### The problem of pathways and EFM extraction

Network metabolic models let a full or a context-specific analysis of the role that plays any reaction or metabolite inside the cell. It is particularly interesting the role that they play in particular disease research, where is needed to extract a specific piece of information from the full network. Pathways and Elementary Flux Modes (EFMs) are types of sub-network whose analysis have been remarked by plenty of works [10, 11]. The main drawbacks of using EFMs are the high computational cost to enumerate them and, when obtaining a subset of all the possible EFMs in a GSMN, the uncertainty in having enough biological relevance. There are different proposals to enumerate subsets of EFMs in GSMNs [12–15]. There are also a family of algorithms for context-specific metabolic network reconstruction that ensuring the presence of a key set of reactions within the simplified resulting model.

There are two main groups of computational approaches to extract information from metabolic pathways: path-finding and stoichiometric [16]. The first ones consider the network as a directed graph and explore it [17–19]. The main disadvantage is that they do not use stoichiometric coefficients during the exploration process. The second ones use the stoichiometric data to do calculations during the process. Linear Programming and Null-Space Algorithm [20] are some of the mathematical strategies applied to find pathways, mainly solving the system of linear equations proposed by the stoichiometric matrix.

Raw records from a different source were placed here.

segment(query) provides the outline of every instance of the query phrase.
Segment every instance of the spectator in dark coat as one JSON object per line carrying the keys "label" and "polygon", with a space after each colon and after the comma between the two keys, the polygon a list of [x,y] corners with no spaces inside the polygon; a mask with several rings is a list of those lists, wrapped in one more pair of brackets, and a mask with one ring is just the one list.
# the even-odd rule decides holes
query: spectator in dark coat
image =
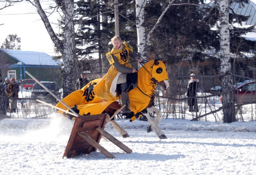
{"label": "spectator in dark coat", "polygon": [[[6,77],[5,79],[5,83],[4,83],[4,90],[5,91],[7,85],[10,83],[10,78],[9,77]],[[9,97],[6,95],[5,94],[5,107],[6,107],[6,111],[8,110],[8,107],[9,107]]]}
{"label": "spectator in dark coat", "polygon": [[196,92],[198,86],[198,80],[196,79],[196,75],[192,73],[190,76],[190,80],[188,85],[188,92],[187,96],[189,98],[188,99],[188,104],[189,107],[189,112],[198,112],[198,109],[197,106],[196,99]]}
{"label": "spectator in dark coat", "polygon": [[76,84],[76,89],[79,90],[89,83],[89,80],[86,78],[86,75],[81,74],[81,78],[77,80]]}
{"label": "spectator in dark coat", "polygon": [[17,98],[18,97],[19,85],[15,81],[15,78],[11,78],[10,82],[5,89],[5,93],[9,97],[9,104],[8,111],[10,113],[16,112]]}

### Genomic metabolic networks as a system of equations

Each metabolic reaction inside a cell can be represented by its correspondent stoichiometric equation. All the equations are arranged in a stoichiometric matrix where columns represent metabolic reactions and rows represent metabolites. The matrix values represent the stoichiometric coefficients for the production or consumption of metabolites on each reaction.

Be *S* a stoichiometric matrix (i.e., the matrix of coefficients of the biochemical reactions for the studied network). These coefficients represent the frequency at which reactions occur at the steady-state or, equivalently, the rate of metabolites production/consumption through the reactions. A feasible sequence of reactions occurring inside a cell can be comprised in a vector called flux rate that contains the reaction rates, that is, the values for the variables of the system of equations represented in the *S* matrix. If *R* is the full set of metabolic reactions, the flux vector \(\vec {v}\) must fulfil the steady-state condition (Eq. 1) and the thermodynamic constraints (Eq. 2).

$$\begin{array}{*{20}l} S \cdot \vec{v} = \vec{0} \end{array} $$

(1)

$$\begin{array}{*{20}l} v_{r} \geq 0, \quad \forall{r}\in R \end{array} $$

(2)

Equation 1 (i.e, steady-state condition) involves a balance among all metabolites and constant concentrations. The thermodynamic constraint forces each irreversible reaction present in the solution to have a positive rate. This is a biological thermodynamic restriction. Many methods need to split reversible stoichiometric reactions into two irreversible reactions to implement the accomplishment of the thermodynamic restriction. This are a very common strategy and it is needed when using linear programming as a mathematical tool.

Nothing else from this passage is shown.